Passengers with dust sensitivity should wear masks while riding subway, Turkish professor says

Passengers who are allergic to dust should wear masks while riding the subway in Istanbul, a Turkish professor said after his dusty journey on the subway led him to analyze the air quality of the stations and subway wagons.

Mikdat Kadıoğlu — a professor at Istanbul Technical University's Faculty of Aeronautics and Astronautics in the Meteorological Engineering Department — realized that riding the Istanbul subway triggered his coughing and sneezing and started to analyze the air quality in the stations and the wagons.

Upon measuring air quality at the subway station, Kadıoğlu found that the levels were three times over the limit recommended by the World Health Organization.
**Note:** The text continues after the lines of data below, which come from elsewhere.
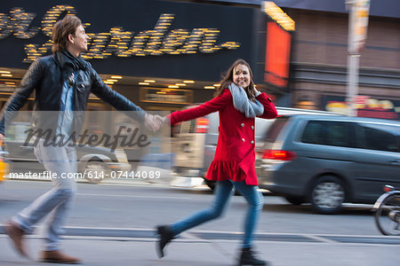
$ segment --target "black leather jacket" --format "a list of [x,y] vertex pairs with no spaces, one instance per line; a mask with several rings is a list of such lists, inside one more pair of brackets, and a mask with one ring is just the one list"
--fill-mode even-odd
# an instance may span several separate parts
[[[1,134],[4,134],[5,117],[7,116],[8,121],[9,118],[13,116],[12,114],[13,112],[7,111],[19,111],[34,90],[34,111],[60,111],[63,83],[73,72],[76,71],[78,73],[76,82],[73,84],[73,111],[86,110],[89,94],[92,92],[118,111],[137,111],[127,113],[139,121],[143,121],[145,111],[107,86],[90,63],[79,59],[77,66],[76,59],[71,57],[72,55],[67,51],[58,51],[51,56],[37,59],[31,64],[20,86],[15,90],[3,108],[0,114]],[[79,130],[82,128],[84,119],[84,115],[74,115],[75,129]],[[44,118],[43,115],[37,114],[37,112],[34,112],[32,119],[34,129],[50,129],[54,125],[57,125],[56,121],[49,121],[48,117]]]

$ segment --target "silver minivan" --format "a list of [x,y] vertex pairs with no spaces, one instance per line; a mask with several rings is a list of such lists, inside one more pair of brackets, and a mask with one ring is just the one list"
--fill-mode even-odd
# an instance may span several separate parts
[[256,156],[260,186],[333,214],[400,185],[400,122],[346,116],[277,118]]
[[[192,108],[198,105],[186,106]],[[304,110],[287,107],[276,107],[281,117],[293,114],[339,115],[324,111]],[[256,118],[256,149],[262,147],[263,137],[275,120]],[[196,120],[180,122],[172,129],[172,153],[174,153],[173,169],[180,176],[204,177],[214,158],[218,142],[218,112]],[[214,183],[204,179],[206,184],[213,189]]]

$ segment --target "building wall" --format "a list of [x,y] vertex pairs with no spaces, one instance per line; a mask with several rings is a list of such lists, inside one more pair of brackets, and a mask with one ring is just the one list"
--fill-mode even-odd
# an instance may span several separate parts
[[[296,22],[292,106],[323,108],[325,96],[346,97],[348,14],[286,10]],[[359,95],[400,100],[400,20],[372,17],[361,51]]]

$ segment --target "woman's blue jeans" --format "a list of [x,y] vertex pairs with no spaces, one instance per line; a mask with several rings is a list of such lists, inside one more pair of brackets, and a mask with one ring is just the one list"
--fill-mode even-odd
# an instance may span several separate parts
[[244,221],[244,239],[243,247],[252,246],[252,235],[256,229],[260,213],[262,211],[262,206],[264,205],[264,197],[262,193],[258,191],[259,187],[257,185],[248,185],[245,181],[218,181],[214,192],[214,200],[211,207],[172,224],[171,230],[174,235],[178,235],[188,229],[220,217],[232,195],[234,186],[244,197],[249,204]]

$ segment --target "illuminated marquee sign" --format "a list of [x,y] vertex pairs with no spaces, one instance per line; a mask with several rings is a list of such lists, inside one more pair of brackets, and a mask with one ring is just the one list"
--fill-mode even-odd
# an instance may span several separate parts
[[140,101],[188,105],[193,102],[193,92],[188,90],[140,88]]
[[285,30],[294,30],[294,20],[272,1],[262,3],[264,12]]
[[[30,39],[40,31],[49,37],[43,43],[25,45],[26,58],[23,62],[29,63],[36,58],[45,55],[53,44],[52,28],[64,14],[75,15],[76,12],[70,5],[56,5],[44,14],[41,27],[29,27],[35,13],[26,12],[22,8],[14,7],[10,15],[0,13],[0,40],[12,34],[20,39]],[[117,57],[148,56],[163,54],[213,53],[221,49],[235,50],[240,47],[236,42],[225,42],[217,44],[220,34],[218,28],[170,29],[175,19],[173,14],[161,14],[154,29],[134,32],[125,31],[121,27],[111,27],[108,33],[87,35],[88,51],[82,55],[85,59],[106,59],[111,55]],[[89,26],[90,24],[85,24]]]

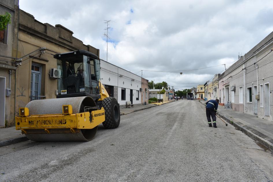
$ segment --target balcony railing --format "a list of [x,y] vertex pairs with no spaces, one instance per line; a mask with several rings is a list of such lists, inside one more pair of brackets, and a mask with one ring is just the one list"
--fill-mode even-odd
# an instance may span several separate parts
[[35,96],[33,95],[29,96],[30,98],[30,101],[33,101],[34,100],[40,100],[43,99],[47,99],[47,96]]

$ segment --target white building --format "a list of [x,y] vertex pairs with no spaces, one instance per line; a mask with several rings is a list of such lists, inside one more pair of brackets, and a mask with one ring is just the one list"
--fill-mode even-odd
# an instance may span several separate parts
[[140,92],[144,90],[141,89],[141,77],[101,59],[100,73],[101,81],[109,96],[118,100],[120,108],[126,107],[128,101],[141,104]]

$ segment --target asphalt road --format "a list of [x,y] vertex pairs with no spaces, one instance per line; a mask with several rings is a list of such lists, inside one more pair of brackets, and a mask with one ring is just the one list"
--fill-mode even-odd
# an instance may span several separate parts
[[30,141],[0,148],[0,181],[273,181],[273,155],[217,119],[180,100],[100,125],[89,142]]

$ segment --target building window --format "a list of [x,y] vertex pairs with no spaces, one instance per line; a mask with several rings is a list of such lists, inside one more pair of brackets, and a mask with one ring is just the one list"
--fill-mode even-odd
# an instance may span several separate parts
[[243,102],[243,86],[239,88],[240,93],[239,93],[239,103],[242,104]]
[[234,98],[235,92],[235,91],[231,91],[231,102],[233,103],[234,103]]
[[0,42],[7,44],[8,44],[8,30],[9,25],[7,26],[7,28],[5,30],[0,31]]
[[252,102],[252,88],[248,87],[247,89],[246,95],[247,96],[247,102]]
[[135,100],[137,101],[138,101],[139,100],[139,91],[138,90],[136,90],[136,97]]
[[31,65],[30,80],[30,100],[39,99],[41,89],[41,66],[37,64]]
[[125,89],[123,88],[121,88],[121,100],[125,101],[126,100],[126,98],[125,96]]
[[263,107],[263,86],[260,85],[260,107]]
The WHO recommends that the PM 2.5 average not surpass 25 micrograms per cubic meters, while the PM 10 average should not surpass 50 micrograms per cubic meters.

In the Üsküdar subway station, the PM 2.5 levels hit 87 micrograms, while the PM 10 levels hit 124 micrograms. Inside the subway car, the PM 2.5 levels hit 49 micrograms, well beyond the limit set by WHO.

Kadıoğlu noted that there is pollution in all subway stations throughout the world and experts should take more action on how to ensure better air quality in popular means of public transit.

Regarding the results, Turkish Thoracic Society President professor Hasan Yıldırım said the air quality in subway stations is mostly affected by the health-damaging particles created by friction.

"To prevent this, we need good ventilation and to decrease the number of pollution sources," Yıldırım said, adding that the PM 2.5 particle pollution has the ability to affect human health as it travels to the lungs and ends up in the bloodstream.

People with upper respiratory tract allergies are especially at risk of developing lung disease, Istanbul Technical University professor Hüseyin Toros said. He suggested that passengers should not spend a lot of time in the stations while adding that security staff and others who work in the subway stations should wear masks.

"We need to drop the levels to below the 20-30s in Istanbul soon," Toros said.